In my mind’s eye, I can still see many a student saying, “I did read it; I just didn’t understand it.”

Young readers struggle with decoding printed words for many reasons. One is that they often come across words that have more than one meaning. The phrase “Diet of Worms” is a good example. Unless they are religious scholars, youngsters likely will only understand “diet” as a daily food regimen and “worms” as those wiggly creatures that come in handy for fish bait.

When readers encounter such an odd phrase, they should consider its context, the words before and after it. In this case, the words preceding are “Martin Luther went before.” They provide a clue. Luther could not really go “before” a daily food regimen, so “diet” definitely has to mean something else.

The next words are “to face charges stemming from his religious writings.” Those words give another important clue. “Diet” must mean an official group of people, if someone went before it to face charges.

Making those inferences might then help young readers more critically examine “Worms.” Some, but not all, will note that the word is capitalized. If they have learned their grammar rules, they know that the names of cities and towns are capitalized. A fair guess, then, is that Worms might have been a place, rather than fish bait.

Now, young readers might deduce that “Diet of Worms” meant an official group of people who met at a town or city called Worms. A quick Google check confirms that.

A diet was a formal deliberative assembly. It was more correctly called an Imperial Diet, which came from the Latin phrase Dieta Imperii. It was an assembly convened by the Imperial Estates of the Holy Roman Empire, which wielded great power through much of Central Europe from about 960 to 1800.

At least seven diets took place at Worms, an ancient city in Germany occupied by the Romans in 14 BC. It was there in 1521 that Martin Luther, the leader of the Protestant Reformation, defended beliefs that leaders of the Catholic Church considered sacrilegious. Not long after, the Pope excommunicated Luther.

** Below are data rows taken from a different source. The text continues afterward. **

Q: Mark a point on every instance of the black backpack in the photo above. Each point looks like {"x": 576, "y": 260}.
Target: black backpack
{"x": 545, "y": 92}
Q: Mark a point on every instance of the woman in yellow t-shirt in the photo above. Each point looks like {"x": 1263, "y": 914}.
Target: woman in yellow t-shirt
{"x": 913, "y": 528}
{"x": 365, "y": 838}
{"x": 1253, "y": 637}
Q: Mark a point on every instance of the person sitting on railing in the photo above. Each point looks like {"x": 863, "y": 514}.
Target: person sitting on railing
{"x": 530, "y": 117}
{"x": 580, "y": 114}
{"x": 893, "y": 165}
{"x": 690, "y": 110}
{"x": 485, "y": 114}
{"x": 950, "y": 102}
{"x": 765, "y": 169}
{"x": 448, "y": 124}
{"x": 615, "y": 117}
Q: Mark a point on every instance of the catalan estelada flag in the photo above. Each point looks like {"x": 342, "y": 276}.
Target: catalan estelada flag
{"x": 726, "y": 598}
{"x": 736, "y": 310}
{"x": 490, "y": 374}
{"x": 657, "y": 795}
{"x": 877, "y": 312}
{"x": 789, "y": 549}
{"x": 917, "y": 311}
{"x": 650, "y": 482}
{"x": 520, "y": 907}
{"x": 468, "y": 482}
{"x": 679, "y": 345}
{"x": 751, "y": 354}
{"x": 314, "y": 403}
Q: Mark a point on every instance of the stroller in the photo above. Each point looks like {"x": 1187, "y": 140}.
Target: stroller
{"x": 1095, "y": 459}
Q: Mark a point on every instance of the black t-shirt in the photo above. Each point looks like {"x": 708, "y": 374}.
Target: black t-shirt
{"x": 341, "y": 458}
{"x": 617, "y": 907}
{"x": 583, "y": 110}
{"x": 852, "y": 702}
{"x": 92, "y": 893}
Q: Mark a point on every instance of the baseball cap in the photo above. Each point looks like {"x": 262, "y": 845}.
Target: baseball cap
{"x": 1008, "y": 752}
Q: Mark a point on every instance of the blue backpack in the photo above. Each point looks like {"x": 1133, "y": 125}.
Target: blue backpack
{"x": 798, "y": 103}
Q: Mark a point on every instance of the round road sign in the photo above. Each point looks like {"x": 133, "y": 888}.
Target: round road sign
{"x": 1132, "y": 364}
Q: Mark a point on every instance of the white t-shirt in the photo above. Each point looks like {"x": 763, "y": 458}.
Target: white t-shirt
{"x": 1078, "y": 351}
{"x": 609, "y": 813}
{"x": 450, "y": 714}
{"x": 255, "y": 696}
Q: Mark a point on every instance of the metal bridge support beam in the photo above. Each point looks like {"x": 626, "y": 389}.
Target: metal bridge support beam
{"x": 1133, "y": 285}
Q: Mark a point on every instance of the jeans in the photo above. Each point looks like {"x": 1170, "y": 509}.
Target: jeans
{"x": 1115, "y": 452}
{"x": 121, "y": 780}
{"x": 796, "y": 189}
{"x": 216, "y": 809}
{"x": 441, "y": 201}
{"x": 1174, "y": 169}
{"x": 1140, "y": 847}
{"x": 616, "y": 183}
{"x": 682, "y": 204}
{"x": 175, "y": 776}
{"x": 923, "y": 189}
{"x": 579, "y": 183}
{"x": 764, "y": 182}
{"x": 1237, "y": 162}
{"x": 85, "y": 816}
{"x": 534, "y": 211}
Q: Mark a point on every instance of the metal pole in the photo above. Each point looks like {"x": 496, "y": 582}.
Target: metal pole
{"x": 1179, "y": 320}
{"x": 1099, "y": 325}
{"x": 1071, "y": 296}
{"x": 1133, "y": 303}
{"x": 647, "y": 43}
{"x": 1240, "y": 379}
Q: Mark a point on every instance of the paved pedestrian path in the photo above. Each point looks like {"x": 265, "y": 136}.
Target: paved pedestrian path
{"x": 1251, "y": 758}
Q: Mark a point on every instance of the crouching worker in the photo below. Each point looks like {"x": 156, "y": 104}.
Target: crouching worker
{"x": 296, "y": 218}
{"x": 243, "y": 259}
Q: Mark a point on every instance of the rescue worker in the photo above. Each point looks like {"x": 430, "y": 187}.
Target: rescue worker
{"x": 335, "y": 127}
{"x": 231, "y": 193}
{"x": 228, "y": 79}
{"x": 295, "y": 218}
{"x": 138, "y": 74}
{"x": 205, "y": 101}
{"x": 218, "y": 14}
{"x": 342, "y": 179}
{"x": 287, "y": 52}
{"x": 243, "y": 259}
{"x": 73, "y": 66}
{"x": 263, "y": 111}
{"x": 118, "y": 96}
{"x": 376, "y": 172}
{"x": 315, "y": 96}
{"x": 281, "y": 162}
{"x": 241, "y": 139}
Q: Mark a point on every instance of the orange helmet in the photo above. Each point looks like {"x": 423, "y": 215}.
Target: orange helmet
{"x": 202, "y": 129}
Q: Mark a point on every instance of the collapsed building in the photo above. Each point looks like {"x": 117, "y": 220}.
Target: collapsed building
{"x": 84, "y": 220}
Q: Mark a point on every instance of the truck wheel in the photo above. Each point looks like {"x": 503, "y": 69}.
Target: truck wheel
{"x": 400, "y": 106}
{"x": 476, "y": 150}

Luther’s ideas, however, spread so widely that government and/or religious authorities could not contain them.

“Diet,” by the way, is still used to describe at least one official assembly––the National Diet in Japan, which is that country’s chief legislative body.

Oh, yes, struggling young readers should also know that in the sense of an assembly “diet” is pronounced “dee-it” and “Worms” in German is pronounced “Vorms.” Nope, the food-and-fish-bait theory just doesn’t hold up to analysis.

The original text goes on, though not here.